Before following this guide, ensure you have -

  1. Logged into the cluster through SSH
  2. Copied your project files into the cluster
  3. Downloaded a copy of the shell script template below.

Download pip3 job submission shell script template

Getting your account quota information

  1. Log into the GPU cluster
  2. Execute the command "myinfo" in your terminal/powershell

    [IS000G3@origami ~]$ myinfo
    ================ Account parameters ================
    
    Description                 | Value
    ---------------------------------------------
    Account name                | is000
    List of Assigned Partition  | tester
    List of Assigned QOS        | is000qos
    ---------------------------------------------
    ... output truncated
    
  3. Copy down the values of

    • Account name (Line 6)
    • List of Assigned Partition (Line 7)
    • List of Assigned QOS (Line 8)

Amending the template file

  1. Open the downloaded shell script template with your favourite editor
  2. Amend line 26 of the file and replace it with the parition value you copied down earlier

    # The partition you've been assigned
    #SBATCH --partition=tester
    
  3. Amend line 27 of the file and replace it with the account value you copied down earlier

    # The account you've been assigned
    #SBATCH --account=is000
    
  4. Amend line 28 of the file and replace it with the QOS value you copied down earlier

    #What is the QOS assigned to you? Check with myinfo command
    #SBATCH --qos=is000qos
    
  5. Amend line 29 of the file and replace it with your email address. (To enter multiple email addresses, separate with a comma)

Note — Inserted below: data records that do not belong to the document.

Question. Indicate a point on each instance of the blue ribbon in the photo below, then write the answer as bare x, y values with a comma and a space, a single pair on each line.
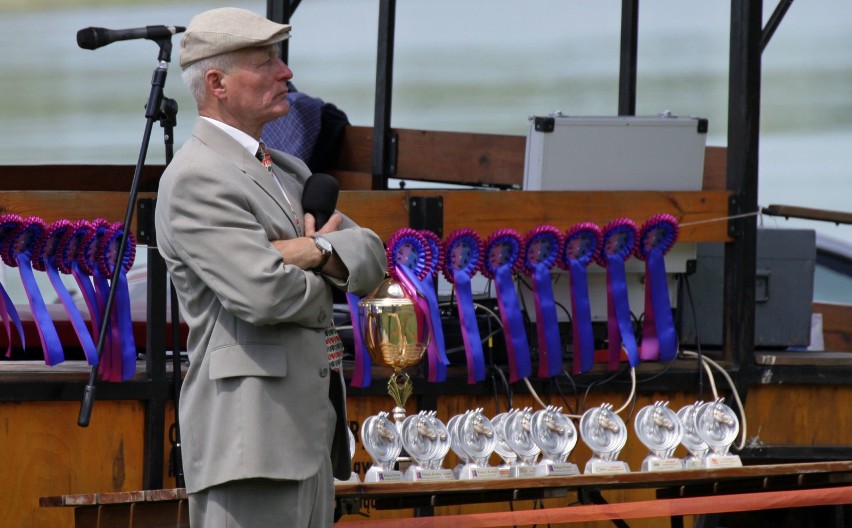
619, 306
581, 318
470, 328
362, 375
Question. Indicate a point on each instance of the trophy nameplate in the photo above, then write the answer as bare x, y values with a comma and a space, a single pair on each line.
604, 432
382, 441
718, 425
426, 440
693, 443
661, 430
476, 437
556, 436
517, 431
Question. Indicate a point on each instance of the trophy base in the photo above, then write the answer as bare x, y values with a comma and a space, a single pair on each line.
694, 462
606, 467
522, 471
417, 473
353, 479
655, 463
474, 472
549, 468
722, 461
376, 474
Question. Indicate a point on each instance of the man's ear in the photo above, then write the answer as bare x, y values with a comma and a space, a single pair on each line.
216, 83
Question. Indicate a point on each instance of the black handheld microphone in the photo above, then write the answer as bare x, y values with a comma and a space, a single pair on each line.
94, 38
319, 197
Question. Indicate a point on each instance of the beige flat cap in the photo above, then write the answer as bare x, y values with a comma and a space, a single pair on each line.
227, 29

    # Who should receive the email notifications
    #SBATCH --mail-user=exampleuser1@scis.smu.edu.sg,exampleuser2@scis.smu.edu.sg
    
  6. Amend line 30 and give your job a title/name

    # Give the job a name
    #SBATCH --job-name=YourName
    
  7. Load the Anaconda module and all other required modules

    # Purge the enviromnent, load the modules we require.
    # Refer to https://violet.smu.edu.sg/origami/module/ for more information
    module purge
    module load Anaconda3/2022.05
    
  8. This command creates a conda virtual environment to reduce package conflict. It should only be ran once and will be ignored if you have an existing virtual environment.

    This command creates a virtualenv called myenvnamehere in conda

    # Create a virtual environment
    conda create -n myenvnamehere
    
  9. The virtual environment must be activated every time, before conda packges are downloaded.

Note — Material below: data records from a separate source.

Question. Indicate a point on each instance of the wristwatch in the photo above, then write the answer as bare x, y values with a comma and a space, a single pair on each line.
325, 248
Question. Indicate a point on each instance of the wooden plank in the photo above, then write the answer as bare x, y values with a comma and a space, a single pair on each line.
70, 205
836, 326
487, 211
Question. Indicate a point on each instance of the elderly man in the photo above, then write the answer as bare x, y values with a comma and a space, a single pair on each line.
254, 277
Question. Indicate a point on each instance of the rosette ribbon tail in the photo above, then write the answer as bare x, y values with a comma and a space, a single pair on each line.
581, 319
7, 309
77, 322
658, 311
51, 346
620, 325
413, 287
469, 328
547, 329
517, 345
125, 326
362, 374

    User with multiple projects

    If you have multiple projects, you need to activate the right virtual environment

    # You will need to have a virtual environment created for this command to work.
    conda activate myenvnamehere
    
  10. Include the libraries/packages you need to install for your project using conda

    Tip

    After the first successful run of the script. You may choose to remove these commands to speed up your job submission

    # If you require any packages, install it before the srun job submission.
    conda install pytorch torchvision torchaudio -c pytorch
    
  11. Replace the template path with the Python script you would like the cluster to execute. An example is provided below —

    # Submit your job to the cluster
    srun --gres=gpu:1 python3 <file path>/myScript.py
    

Submitting the script to the cluster

  1. Locate the uploaded script and give it executable permissions

    [IS000G3@origami ~]$ chmod +x sbatchTemplatePython.sh
    
  2. Submit the script to the cluster for processing

    [IS000G3@origami ~]$ sbatch sbatchTemplatePython.sh
    Submitted batch job 1334
    
  3. The logs/output for this command will appear in the same directory where the sbatch command was executed. The file format follows <USERNAME>.<JOBID>.out

    [IS000G3@origami ~]$ ls -lrt
    -rw-rw-r--. 1 IS000G3 IS000G3     8 Feb 16 15:05 IS000G3.1334.out
    
  4. To show the results of the output, you can open and read the file with the cat command

    [IS000G3@origami ~]$ cat IS000G3.1334.out
    ...output redacted
    

You will receive an email notification when your job starts, completes, ends, or fails.

Other useful commands

Viewing the status of your jobs

Use the myqueue command

[IS000G3@origami ~]$ myqueue
JOBID PARTITION     NAME     USER ST       TIME  NODES NODELIST(REASON)
1329    tester mlProje-  IS000G3  R    3:36:23      1 mustang

View detailed information about a running/pending job

The myjob <jobid> command fetches information on jobs which are currently running or are recently completed in the last 5 minutes.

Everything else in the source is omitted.